En el marco del Estado social, resulta de todo punto inaceptable que las pensiones deban ser financiadas exclusivamente mediante cotizaciones sociales. El artículo 50 de la Constitución Española afirma: “Los poderes públicos garantizarán, mediante pensiones adecuadas y periódicamente actualizadas, la suficiencia económica a los ciudadanos durante la tercera edad”. Son, por tanto, todos los recursos del Estado los que tienen que hacer frente a la totalidad de los gastos de ese Estado, también a las pensiones. La separación entre Seguridad Social y Estado es meramente administrativa y contable pero no económica, y mucho menos política; es más, tiene mucho de convencional, como lo prueba el hecho de que la sanidad y otros tipos de prestaciones que antes se imputaban a la Seguridad Social hoy se integren en los presupuestos del Estado o en los de las Comunidades Autónomas.

Desde esta óptica, la sostenibilidad de las pensiones es un problema ficticio, al menos como problema distinto del de la economía nacional, y solo dependerá de la voluntad política de mantener una presión fiscal adecuada. La sociedad cuenta y contará con recursos suficientes a no ser que gobiernos incompetentes conviertan en crónica la crisis actual. Poco importan la pirámide de población y la esperanza de vida.
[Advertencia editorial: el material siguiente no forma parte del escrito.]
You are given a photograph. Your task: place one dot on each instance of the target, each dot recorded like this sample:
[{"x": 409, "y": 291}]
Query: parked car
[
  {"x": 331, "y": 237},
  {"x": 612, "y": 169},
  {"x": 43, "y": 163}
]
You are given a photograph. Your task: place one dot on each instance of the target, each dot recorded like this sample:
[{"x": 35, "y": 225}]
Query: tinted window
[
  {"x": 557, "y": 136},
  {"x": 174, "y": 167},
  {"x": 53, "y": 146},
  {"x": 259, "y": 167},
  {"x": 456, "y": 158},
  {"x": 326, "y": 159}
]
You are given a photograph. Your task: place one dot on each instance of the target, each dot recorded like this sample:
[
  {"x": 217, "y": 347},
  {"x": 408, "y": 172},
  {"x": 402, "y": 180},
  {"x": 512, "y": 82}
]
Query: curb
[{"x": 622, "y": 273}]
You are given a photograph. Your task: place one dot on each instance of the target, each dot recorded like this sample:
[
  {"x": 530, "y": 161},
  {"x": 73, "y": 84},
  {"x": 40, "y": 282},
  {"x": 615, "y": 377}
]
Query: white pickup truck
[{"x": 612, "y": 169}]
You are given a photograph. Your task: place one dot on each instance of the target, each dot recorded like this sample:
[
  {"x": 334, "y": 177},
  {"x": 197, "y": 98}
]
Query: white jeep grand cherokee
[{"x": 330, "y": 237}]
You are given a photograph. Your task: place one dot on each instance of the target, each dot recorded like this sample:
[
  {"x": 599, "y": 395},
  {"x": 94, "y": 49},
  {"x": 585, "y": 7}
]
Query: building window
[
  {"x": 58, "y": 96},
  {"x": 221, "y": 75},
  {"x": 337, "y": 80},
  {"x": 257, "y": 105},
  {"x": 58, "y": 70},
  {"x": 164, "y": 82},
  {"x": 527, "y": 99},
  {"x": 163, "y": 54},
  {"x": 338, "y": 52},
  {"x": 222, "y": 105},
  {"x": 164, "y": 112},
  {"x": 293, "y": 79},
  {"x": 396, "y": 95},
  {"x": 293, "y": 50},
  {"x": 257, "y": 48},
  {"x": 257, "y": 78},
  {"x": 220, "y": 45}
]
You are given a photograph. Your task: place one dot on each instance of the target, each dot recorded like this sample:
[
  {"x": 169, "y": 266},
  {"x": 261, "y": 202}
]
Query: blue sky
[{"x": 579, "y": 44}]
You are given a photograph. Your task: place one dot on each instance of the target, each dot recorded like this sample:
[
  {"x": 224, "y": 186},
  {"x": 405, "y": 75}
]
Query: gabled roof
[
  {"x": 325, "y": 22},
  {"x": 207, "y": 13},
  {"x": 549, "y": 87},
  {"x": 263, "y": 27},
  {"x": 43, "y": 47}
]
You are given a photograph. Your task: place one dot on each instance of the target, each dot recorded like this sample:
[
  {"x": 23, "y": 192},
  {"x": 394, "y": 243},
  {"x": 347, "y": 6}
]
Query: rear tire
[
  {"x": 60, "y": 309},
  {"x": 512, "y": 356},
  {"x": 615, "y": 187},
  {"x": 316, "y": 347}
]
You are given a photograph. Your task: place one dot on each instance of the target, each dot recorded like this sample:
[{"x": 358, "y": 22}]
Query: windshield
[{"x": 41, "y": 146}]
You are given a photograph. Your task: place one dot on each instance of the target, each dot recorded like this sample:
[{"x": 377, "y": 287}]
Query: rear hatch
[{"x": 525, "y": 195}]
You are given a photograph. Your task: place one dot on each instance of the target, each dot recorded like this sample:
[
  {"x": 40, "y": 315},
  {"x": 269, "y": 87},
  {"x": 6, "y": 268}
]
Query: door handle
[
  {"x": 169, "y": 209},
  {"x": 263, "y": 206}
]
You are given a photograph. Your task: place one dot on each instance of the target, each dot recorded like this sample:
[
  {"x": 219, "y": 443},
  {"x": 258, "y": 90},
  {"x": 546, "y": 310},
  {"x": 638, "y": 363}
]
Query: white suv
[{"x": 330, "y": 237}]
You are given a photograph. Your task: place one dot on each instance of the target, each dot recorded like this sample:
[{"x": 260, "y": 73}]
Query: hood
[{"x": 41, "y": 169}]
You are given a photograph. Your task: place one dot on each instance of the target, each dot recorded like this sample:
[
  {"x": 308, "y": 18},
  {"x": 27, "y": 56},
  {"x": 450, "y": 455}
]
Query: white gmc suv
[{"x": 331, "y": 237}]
La cuestión no radica en cuántos son los que producen, sino en cuánto es lo que se produce. Cien trabajadores pueden producir lo mismo que mil si su productividad es diez veces superior, de tal modo que los que cuestionan la viabilidad de las pensiones públicas cometen un gran error al basar sus argumentos únicamente en la relación del número de trabajadores por pensionistas pues, aun cuando esta proporción se reduzca en el futuro, lo producido por cada trabajador será mucho mayor. (Véase en este mismo diario digital mi artículo del pasado 17 de abril).

Los llamados expertos nos han obsequiado con una fórmula polinómica a la que denominan factor de sostenibilidad, que solo induce a la confusión. Recuerda aquella que el chiquito de Harvard se inventó hace ya casi treinta años para aplicar a las rentas familiares en el IRPF. Y es que los que se creen expertos son así. La cuestión infundiría risa si no fuese tan trágica. Para plantear un factor de sostenibilidad no tienen por qué retorcerse tanto. La regla puede ser infinitamente más sencilla: que la actualización de las pensiones se efectúe de acuerdo con la variación de la renta per cápita (por supuesto, en términos nominales). Esa sí que sería una reforma justa y, además, perfectamente sostenible siempre que estemos dispuestos a mantener un sistema fiscal con la suficiencia y la progresividad adecuadas.